Researchers first started to suspect problems with the study after three other researchers were unable to replicate the findings. Then on Tuesday, David Broockman, assistant professor at Stanford, Joshua Kalla, graduate student at Berkeley, and Peter Aronow, assistant professor at Yale, released a paper detailing several irregularities in the LaCour and Green study.

And

Those irregularities "jointly suggest the dataset (LaCour 2014) was not collected as described," the report stated.

It is not entirely clear whether or not LaCour was fudging the numbers intentionally or if there was some error made in his collecting or recording of the data.  However, things continue to be a theory until proven through replication.  This is one of the issues of placing our faith in science.  In the scientific world, reality and norms are constantly changing.  What is proven today is disproved tomorrow.

And in Professor Green's defense, he seems to be very much concerned with truth... or at least accuracy.

According to Hughes, after Green was alerted to the irregularities, he contacted LaCour's dissertation advisor, Professor Lynn Vavreck. After Vavreck confronted LaCour, he was unable to provide the study's raw data and claimed he accidentally deleted the file. A representative from Qualtrics, the company that provided the survey program LaCour used, told UCLA there was no evidence that the data had been deleted.

Vavreck was one that quickly touted this as a breakthrough.  She is a regular contributor to the New York Times, and at the time of the publishing of the results, she wrote:

The conclusion?

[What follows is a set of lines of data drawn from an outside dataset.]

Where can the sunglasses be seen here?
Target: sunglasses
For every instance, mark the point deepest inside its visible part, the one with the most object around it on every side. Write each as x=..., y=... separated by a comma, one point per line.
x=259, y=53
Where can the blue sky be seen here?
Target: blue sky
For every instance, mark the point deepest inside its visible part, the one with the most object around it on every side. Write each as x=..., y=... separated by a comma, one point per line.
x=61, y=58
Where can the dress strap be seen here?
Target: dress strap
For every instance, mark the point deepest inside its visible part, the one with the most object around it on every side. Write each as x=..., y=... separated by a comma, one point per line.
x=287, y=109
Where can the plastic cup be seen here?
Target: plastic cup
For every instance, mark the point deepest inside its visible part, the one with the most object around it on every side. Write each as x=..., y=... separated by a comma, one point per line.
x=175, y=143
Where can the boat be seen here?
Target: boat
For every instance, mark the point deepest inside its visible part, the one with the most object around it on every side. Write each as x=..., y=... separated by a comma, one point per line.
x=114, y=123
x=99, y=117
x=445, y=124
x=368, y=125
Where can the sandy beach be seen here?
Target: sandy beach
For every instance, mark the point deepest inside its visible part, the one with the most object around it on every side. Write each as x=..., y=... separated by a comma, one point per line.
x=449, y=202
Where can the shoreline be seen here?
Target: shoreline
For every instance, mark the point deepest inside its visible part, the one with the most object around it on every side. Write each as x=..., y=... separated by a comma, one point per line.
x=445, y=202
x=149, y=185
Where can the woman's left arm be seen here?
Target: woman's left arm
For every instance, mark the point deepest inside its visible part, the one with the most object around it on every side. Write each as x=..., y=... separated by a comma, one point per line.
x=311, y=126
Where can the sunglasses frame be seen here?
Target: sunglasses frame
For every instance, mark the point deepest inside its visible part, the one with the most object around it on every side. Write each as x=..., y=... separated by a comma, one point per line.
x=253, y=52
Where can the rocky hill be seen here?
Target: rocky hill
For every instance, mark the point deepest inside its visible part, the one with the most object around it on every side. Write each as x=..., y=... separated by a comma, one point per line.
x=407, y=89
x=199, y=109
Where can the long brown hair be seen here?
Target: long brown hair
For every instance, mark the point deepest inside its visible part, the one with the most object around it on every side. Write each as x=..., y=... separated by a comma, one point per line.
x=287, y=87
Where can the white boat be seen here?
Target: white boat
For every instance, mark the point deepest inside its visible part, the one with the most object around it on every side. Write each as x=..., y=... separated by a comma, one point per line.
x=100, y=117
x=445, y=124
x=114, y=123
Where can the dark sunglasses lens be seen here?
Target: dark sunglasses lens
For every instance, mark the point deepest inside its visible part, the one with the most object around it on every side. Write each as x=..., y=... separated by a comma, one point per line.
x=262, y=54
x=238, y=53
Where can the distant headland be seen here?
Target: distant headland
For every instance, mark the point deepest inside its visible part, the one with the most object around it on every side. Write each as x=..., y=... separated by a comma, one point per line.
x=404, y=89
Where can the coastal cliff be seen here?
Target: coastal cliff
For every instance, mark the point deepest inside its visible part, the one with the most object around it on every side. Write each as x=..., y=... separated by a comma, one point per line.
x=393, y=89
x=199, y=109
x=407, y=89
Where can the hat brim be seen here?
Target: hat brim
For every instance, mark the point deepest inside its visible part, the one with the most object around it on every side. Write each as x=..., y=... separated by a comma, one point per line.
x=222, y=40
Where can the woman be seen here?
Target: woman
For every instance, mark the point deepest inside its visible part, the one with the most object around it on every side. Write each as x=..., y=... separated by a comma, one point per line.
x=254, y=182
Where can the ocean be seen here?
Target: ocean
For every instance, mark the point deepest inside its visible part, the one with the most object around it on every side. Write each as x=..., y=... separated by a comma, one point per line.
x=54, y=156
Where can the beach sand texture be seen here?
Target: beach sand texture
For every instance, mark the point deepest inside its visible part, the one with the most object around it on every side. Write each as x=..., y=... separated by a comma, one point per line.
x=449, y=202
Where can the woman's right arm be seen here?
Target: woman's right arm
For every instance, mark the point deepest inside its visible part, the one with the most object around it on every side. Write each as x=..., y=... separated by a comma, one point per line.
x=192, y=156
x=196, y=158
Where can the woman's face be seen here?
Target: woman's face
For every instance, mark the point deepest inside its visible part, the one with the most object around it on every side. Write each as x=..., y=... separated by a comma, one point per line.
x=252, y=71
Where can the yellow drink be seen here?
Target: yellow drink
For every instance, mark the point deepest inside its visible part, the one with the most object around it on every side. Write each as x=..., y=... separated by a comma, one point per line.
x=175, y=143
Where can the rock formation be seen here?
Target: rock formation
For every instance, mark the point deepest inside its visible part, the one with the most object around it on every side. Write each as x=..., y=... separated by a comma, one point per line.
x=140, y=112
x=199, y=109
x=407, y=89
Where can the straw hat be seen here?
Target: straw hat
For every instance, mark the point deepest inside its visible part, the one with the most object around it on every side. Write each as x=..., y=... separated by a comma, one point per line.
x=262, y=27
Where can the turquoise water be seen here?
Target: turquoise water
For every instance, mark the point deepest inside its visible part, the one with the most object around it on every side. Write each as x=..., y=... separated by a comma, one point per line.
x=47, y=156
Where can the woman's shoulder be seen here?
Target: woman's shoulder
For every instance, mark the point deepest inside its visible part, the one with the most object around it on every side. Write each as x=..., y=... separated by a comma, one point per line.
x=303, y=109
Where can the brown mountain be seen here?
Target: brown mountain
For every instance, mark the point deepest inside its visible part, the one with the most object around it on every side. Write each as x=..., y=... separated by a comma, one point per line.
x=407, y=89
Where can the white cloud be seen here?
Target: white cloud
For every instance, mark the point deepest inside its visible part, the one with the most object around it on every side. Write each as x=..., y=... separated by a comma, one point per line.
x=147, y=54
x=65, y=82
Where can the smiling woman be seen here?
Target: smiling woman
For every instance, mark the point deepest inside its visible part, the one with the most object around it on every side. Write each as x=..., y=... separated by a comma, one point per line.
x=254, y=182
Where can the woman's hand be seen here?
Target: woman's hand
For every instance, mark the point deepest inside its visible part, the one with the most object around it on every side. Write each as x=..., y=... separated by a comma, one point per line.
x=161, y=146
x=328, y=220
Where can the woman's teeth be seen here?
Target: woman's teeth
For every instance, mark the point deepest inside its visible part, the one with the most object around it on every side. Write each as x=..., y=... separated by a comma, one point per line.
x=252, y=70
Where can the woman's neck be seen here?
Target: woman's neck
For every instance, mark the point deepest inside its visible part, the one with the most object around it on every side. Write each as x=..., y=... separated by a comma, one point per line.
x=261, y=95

Sharing, listening and showing vulnerability can change beliefs about public policy.

That listening and sharing move people may not be news to leadership gurus, therapists or executive coaches, but it isn't typically how politicians think about affecting mass opinion, especially in an era of intense division on most issues. People are mostly wedded to their beliefs on such things — or are at least wedded to their party's beliefs, which they take to be their own. Politicians understand this. Public opinion, when it moves at all, moves slowly.

I hope that we realize that she was right; not because of this faked study or its false hope, but because, this is what our Savior tells us to do.  When men open themselves up to ridicule and hate, and choose to love his neighbor, God uses that to save those neighbors.  But, study or not, men are not changed minus the work of the Spirit of God.

May God change these men who hate Him into men who love Him.